BÖLÜM 5 GÜÇ KIVILCIMLARI

29 8 0
                                    

Yazar'dan

İwotod'un kara gölgelerinden çıktı, haharyaten ve yanındaki üç Gordov.

Marlûs tarafından Agromaklar ile görüşme yapması hususunda emir almıştı, ubursashu ormanını'na yaklaştıklarında küf kan ve dışkı benzeri bir kokunun en üst düzeyde havaya karışmış halini kokladı. Geriye dönüp bir ot birikintisinin üzerine kustu, kendisi gordov ırkı gibi dumanlı gölge değildi.

Zayıflığına lanet etti, bir zamanlar gök elflerinin içinde yaşayan ve onlara hizmet eden yarı elf yarı yuanra ırkına mensup idi.

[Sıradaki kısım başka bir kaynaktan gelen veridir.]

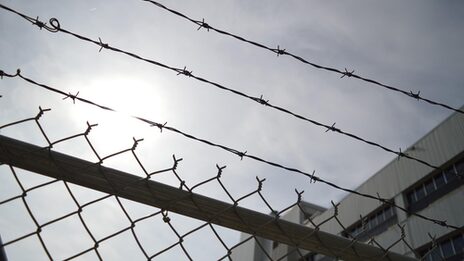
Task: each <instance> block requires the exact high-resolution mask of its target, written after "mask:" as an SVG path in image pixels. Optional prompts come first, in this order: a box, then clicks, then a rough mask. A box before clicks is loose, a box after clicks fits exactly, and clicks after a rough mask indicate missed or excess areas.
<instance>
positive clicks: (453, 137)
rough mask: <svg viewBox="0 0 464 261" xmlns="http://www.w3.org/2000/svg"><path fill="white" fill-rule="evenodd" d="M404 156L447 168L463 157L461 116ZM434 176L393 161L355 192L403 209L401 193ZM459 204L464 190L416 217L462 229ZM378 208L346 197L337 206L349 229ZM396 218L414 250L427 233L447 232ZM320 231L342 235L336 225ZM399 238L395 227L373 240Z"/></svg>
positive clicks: (453, 119) (462, 119)
mask: <svg viewBox="0 0 464 261" xmlns="http://www.w3.org/2000/svg"><path fill="white" fill-rule="evenodd" d="M463 108H464V107H463ZM405 152H406V153H407V154H408V155H411V156H414V157H416V158H420V159H423V160H424V161H426V162H429V163H431V164H433V165H436V166H443V165H445V166H446V164H448V163H449V162H450V161H451V160H454V159H455V158H457V157H462V156H463V154H464V115H462V114H457V113H455V114H453V115H452V116H450V117H449V118H448V119H446V120H445V121H444V122H443V123H441V124H440V125H439V126H437V127H436V128H434V129H433V130H432V131H430V132H429V133H428V134H427V135H425V136H424V137H423V138H421V139H420V140H419V141H417V142H416V143H415V144H414V145H413V146H411V147H410V148H409V149H408V150H407V151H405ZM434 172H436V171H435V170H434V169H432V168H430V167H427V166H424V165H422V164H420V163H417V162H414V161H412V160H408V159H404V158H403V159H401V160H396V159H395V160H393V161H392V162H390V163H389V164H388V165H386V166H385V167H384V168H382V169H381V170H380V171H379V172H377V173H376V174H375V175H374V176H372V177H371V178H370V179H368V180H367V181H366V182H364V183H363V184H362V185H360V186H359V188H358V189H357V191H359V192H362V193H366V194H371V195H376V194H377V193H379V195H380V196H381V197H383V198H388V199H390V198H393V199H394V200H395V203H396V204H397V205H399V206H405V200H404V199H403V191H404V190H405V189H407V188H408V187H410V186H411V185H413V184H415V183H416V182H417V181H419V180H421V179H422V178H424V177H425V176H427V175H428V174H430V173H434ZM462 202H464V186H461V187H459V188H458V189H456V190H454V191H453V192H451V193H449V194H447V195H445V196H443V197H442V198H440V199H438V200H436V201H435V202H433V203H432V204H431V205H429V206H428V207H427V208H425V209H423V210H421V211H420V212H419V213H420V214H423V215H425V216H427V217H431V218H434V219H440V220H447V222H449V224H453V225H456V226H464V208H463V207H462ZM379 206H380V203H379V202H378V201H376V200H372V199H366V198H363V197H360V196H356V195H348V196H347V197H345V198H344V199H343V200H342V201H341V204H340V206H339V218H340V220H341V221H342V222H343V224H344V225H345V226H346V227H348V226H350V225H352V224H354V223H356V222H357V221H359V218H360V215H363V216H366V215H367V214H369V213H370V212H372V211H373V210H375V209H376V208H377V207H379ZM332 213H333V209H330V210H328V211H326V212H325V213H322V214H321V215H319V216H317V217H316V218H315V223H318V222H321V221H322V220H324V219H326V218H328V217H330V216H331V215H332ZM397 216H398V219H399V223H400V224H404V225H406V227H405V229H406V231H405V232H406V234H407V236H408V237H407V239H408V242H410V243H411V244H412V246H413V247H414V248H417V247H419V246H422V245H424V244H426V243H427V242H429V241H430V238H429V237H428V235H427V232H430V233H431V234H432V235H437V237H440V236H441V235H444V234H446V233H448V232H450V231H449V230H447V229H445V228H443V227H441V226H438V225H434V224H432V223H431V222H427V221H425V220H422V219H419V218H417V217H414V216H412V217H408V216H407V214H406V213H404V212H402V211H400V210H398V211H397ZM322 230H324V231H327V232H330V233H333V234H340V233H341V232H342V228H341V227H340V226H339V225H338V224H336V223H335V222H328V223H327V224H325V225H324V226H323V227H322ZM399 236H400V229H399V228H398V227H397V226H392V227H390V228H389V229H388V230H387V231H385V232H384V233H382V234H380V235H378V236H377V237H376V240H378V241H379V242H381V243H382V244H384V245H385V246H388V245H389V244H390V243H393V242H394V241H395V240H397V239H398V238H399ZM393 250H394V251H397V252H400V253H406V252H407V250H406V249H403V248H402V247H401V246H397V247H395V248H394V249H393Z"/></svg>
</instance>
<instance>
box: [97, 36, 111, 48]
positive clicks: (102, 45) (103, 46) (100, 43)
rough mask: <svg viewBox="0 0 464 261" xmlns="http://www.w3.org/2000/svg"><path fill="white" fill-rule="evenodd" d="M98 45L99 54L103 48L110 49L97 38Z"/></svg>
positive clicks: (102, 42) (107, 45)
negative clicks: (99, 48)
mask: <svg viewBox="0 0 464 261" xmlns="http://www.w3.org/2000/svg"><path fill="white" fill-rule="evenodd" d="M98 44H99V45H100V50H98V52H101V50H103V48H105V49H108V48H110V46H109V45H108V44H107V43H103V42H102V40H101V38H100V37H98Z"/></svg>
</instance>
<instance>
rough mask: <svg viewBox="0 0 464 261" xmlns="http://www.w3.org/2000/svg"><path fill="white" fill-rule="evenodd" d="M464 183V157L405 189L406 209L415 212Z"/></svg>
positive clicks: (428, 204)
mask: <svg viewBox="0 0 464 261" xmlns="http://www.w3.org/2000/svg"><path fill="white" fill-rule="evenodd" d="M462 184H464V159H461V160H460V161H458V162H457V163H455V164H452V165H451V166H449V167H448V168H446V169H445V170H444V171H443V172H438V173H435V174H432V175H431V176H429V177H428V178H426V179H425V180H423V181H421V182H419V183H417V184H415V185H413V186H412V187H411V188H409V189H407V190H406V193H405V197H406V201H407V206H408V210H409V211H412V212H417V211H419V210H422V209H424V208H426V207H427V206H428V205H429V204H431V203H432V202H434V201H435V200H437V199H439V198H440V197H442V196H444V195H445V194H447V193H449V192H450V191H452V190H454V189H455V188H457V187H459V186H461V185H462Z"/></svg>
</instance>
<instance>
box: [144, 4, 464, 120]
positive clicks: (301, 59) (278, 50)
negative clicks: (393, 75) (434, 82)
mask: <svg viewBox="0 0 464 261" xmlns="http://www.w3.org/2000/svg"><path fill="white" fill-rule="evenodd" d="M142 1H144V2H149V3H151V4H153V5H155V6H157V7H159V8H161V9H164V10H166V11H168V12H170V13H172V14H174V15H176V16H179V17H181V18H183V19H185V20H187V21H190V22H192V23H194V24H195V25H197V26H199V27H198V29H197V30H200V29H201V28H205V29H206V30H207V31H208V32H209V31H210V30H211V31H214V32H216V33H219V34H222V35H226V36H230V37H232V38H234V39H236V40H239V41H242V42H245V43H248V44H251V45H253V46H256V47H259V48H262V49H265V50H268V51H271V52H272V53H274V54H277V56H280V55H286V56H289V57H292V58H294V59H296V60H298V61H300V62H302V63H304V64H307V65H310V66H312V67H314V68H317V69H322V70H325V71H329V72H333V73H337V74H340V75H341V78H343V77H345V76H347V77H348V78H350V77H353V78H356V79H359V80H362V81H365V82H368V83H371V84H374V85H377V86H380V87H383V88H385V89H388V90H390V91H394V92H398V93H402V94H404V95H406V96H408V97H410V98H413V99H416V100H422V101H425V102H427V103H429V104H432V105H436V106H440V107H443V108H445V109H448V110H451V111H455V112H458V113H462V114H464V111H462V110H460V109H457V108H453V107H451V106H449V105H447V104H444V103H440V102H436V101H433V100H430V99H427V98H424V97H422V96H420V91H418V92H417V93H414V92H412V91H409V92H408V91H404V90H402V89H400V88H397V87H394V86H391V85H387V84H383V83H381V82H379V81H376V80H373V79H369V78H365V77H362V76H360V75H357V74H355V73H354V70H353V71H351V72H350V71H348V70H347V69H346V68H345V70H339V69H336V68H333V67H328V66H323V65H320V64H316V63H314V62H310V61H308V60H307V59H305V58H303V57H301V56H298V55H296V54H293V53H291V52H289V51H287V49H281V48H280V46H279V45H278V46H277V49H276V48H272V47H269V46H266V45H264V44H262V43H258V42H256V41H253V40H249V39H246V38H244V37H242V36H239V35H236V34H233V33H230V32H227V31H225V30H223V29H218V28H215V27H213V26H211V24H209V23H206V22H205V19H202V20H195V19H193V18H190V17H189V16H187V15H185V14H183V13H181V12H179V11H176V10H174V9H171V8H169V7H166V6H165V5H163V4H161V3H159V2H156V1H153V0H142Z"/></svg>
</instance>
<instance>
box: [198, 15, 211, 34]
mask: <svg viewBox="0 0 464 261" xmlns="http://www.w3.org/2000/svg"><path fill="white" fill-rule="evenodd" d="M197 24H198V25H199V26H200V27H198V29H197V31H198V30H200V29H201V28H205V29H206V31H208V32H209V29H211V26H209V24H207V23H205V19H204V18H203V19H202V20H201V21H197Z"/></svg>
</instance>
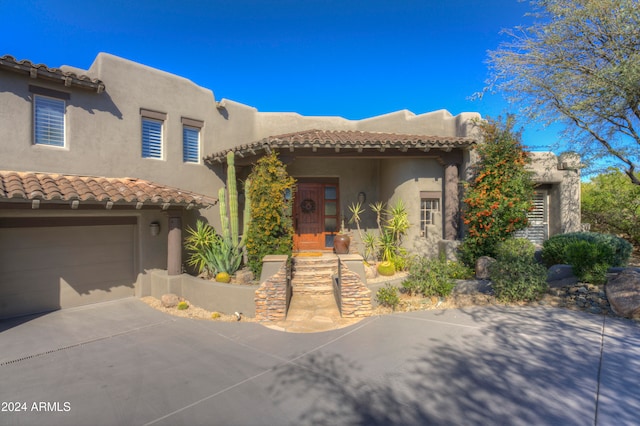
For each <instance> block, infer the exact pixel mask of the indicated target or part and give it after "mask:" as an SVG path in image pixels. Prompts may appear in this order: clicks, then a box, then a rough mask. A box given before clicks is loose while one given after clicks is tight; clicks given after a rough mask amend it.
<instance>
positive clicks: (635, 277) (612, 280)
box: [605, 268, 640, 319]
mask: <svg viewBox="0 0 640 426" xmlns="http://www.w3.org/2000/svg"><path fill="white" fill-rule="evenodd" d="M605 290H606V292H607V298H608V299H609V303H610V304H611V308H612V309H613V312H615V313H616V314H617V315H620V316H622V317H627V318H632V319H640V272H637V271H635V270H634V269H631V268H629V269H625V270H623V271H622V272H620V274H618V276H617V277H615V278H613V279H611V280H609V282H608V283H607V285H606V287H605Z"/></svg>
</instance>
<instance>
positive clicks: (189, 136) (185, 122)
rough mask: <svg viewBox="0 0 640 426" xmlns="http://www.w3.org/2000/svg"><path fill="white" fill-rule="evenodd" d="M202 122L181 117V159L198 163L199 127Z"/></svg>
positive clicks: (196, 120) (198, 151)
mask: <svg viewBox="0 0 640 426" xmlns="http://www.w3.org/2000/svg"><path fill="white" fill-rule="evenodd" d="M203 125H204V122H202V121H199V120H192V119H190V118H184V117H183V118H182V161H184V162H185V163H200V129H201V128H202V127H203Z"/></svg>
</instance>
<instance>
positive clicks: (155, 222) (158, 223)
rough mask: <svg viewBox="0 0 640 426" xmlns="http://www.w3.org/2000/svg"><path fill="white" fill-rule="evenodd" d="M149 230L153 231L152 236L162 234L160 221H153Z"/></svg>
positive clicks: (152, 231) (150, 224)
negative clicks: (159, 222) (153, 221)
mask: <svg viewBox="0 0 640 426" xmlns="http://www.w3.org/2000/svg"><path fill="white" fill-rule="evenodd" d="M149 232H151V236H152V237H157V236H158V234H160V224H159V223H158V222H151V224H150V225H149Z"/></svg>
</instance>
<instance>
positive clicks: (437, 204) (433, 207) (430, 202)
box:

Prastek'in babası samhapire'ye başkaldırmış, bir daha dönememek üzere elf diyarını terk etmişti. Emeli, kendisini bu duruma düşüren elflere ve diyarlarlarına hükmetmekti. Marlûs kendisini akıllı zannediyordu, en az kendisi kadar azılı hisler besleyen birisi varsa o'da haharyaten'di. Zamanı geldiğinde herkes hak ettiği şekilde karşılık bulacaktı.

Kendisine, iğrenç yüzlerle bakan ve gülen Gordov'ların önünde daha fazla bu şekilde kalamazdı. Dut ağacından yapılma asasından aldığı güçle ayağa kalktı, hiçbir şey olmamış gibi içindeki öğürme isteğine mani olup yürümeye devam ediyordu.

Agromaklar deniz halkları siesya'ları tabiri caiz ise 'katlettikten' sonra diğer topraklar ve elf diyarının tepkisini çekmiş bir süre hiçbir ırkla irtibata geçmemişlerdi. Ancak bin yıllar sonra, nesiller birbirini tanımaya ve barış içinde işler yapmaya başlamıştı.

Yetişkin bir Agromak yarı örümcek yarı insan gibi görünüyordu. Vücutlarının altı, siyah gür kıllarla dolu sekiz bacaktan oluşurken; üst kısmı ise insan gövesini andırıyordu.
Yüzleri genelde ince uzun olmakla birlikte, gözleri aşırı aşırı büyüklükte dudakları ise sade bir çizgi şeklindeydi. Burunları oldukça yassı ve yanlara doğru açılmış olurdu.

Ormanın içindeki ağaçlarda, sevimli olmaktan çıkmış yer yer edinen kötülüğe kurban gitmiş, yıkılmış ve eğilmişlerdi.

Geçmek bilmeyen süre zarfında, Gordov'lar huzursuzlanıyordu.

"Acıktım." Dedi içlerinden, vesveseli sesiyle.

Diğerleri ona kötü kötü bakışlar atmıştı.

O ise böcek karası gözlerle etrafa bakıyordu, sanki önüne avlanacak bir canlı çıkacakmış gibi teselli ediyordu kendini.

Ya da canlı çıkmasına ne gerek vardı, bir yolunu bulur ve şuan gözüne çıtır çıtır gelen kara elf haharyaten'i bir güzel yerdi.

Tam kendinden geçmiş, yerdeki kocaman diken bitkisi ile haharyaten'e vucakken bir ağacın üstünden mızrak atılmak suretiyle öldürülmüştü.

Diğer iki Gordov, haharyaten daha kendine gelemeden okla arkadaşını öldürenin kim olduğuna anlamaya ve dersini vermeye çalışıyordu.

Fakat iki okla yere serilen Gordovlar son nefeslerini de vermişti.

Kendisinin görmediği bir yabancı tarafından kurtarılmasına mı şaşırsa yoksa bedenlenmemiş hallerine rağmen ölme, öldürülen Dumansız gölgelere mi şaşırsa bilemiyordu.

Yeşil gözlerini saldırının gerçekleştiği yere dikip konuşmaya başladı.

"Nasıl oldu bu? Göster kendini!" Dedi.

Ağacın tepesinden hızla atladı agromak.

Kımıl kımıl bacaklarına bakmaktan kendini alıkoyamazken sorusunu tekrar etti.

"Ahg Lorfum suyuna batırılan silahlarla öldürüldüler." Dedi agromak.

"Buraya Gordov'larla gelmeye nasıl cüret edersin?" Diye devam etti.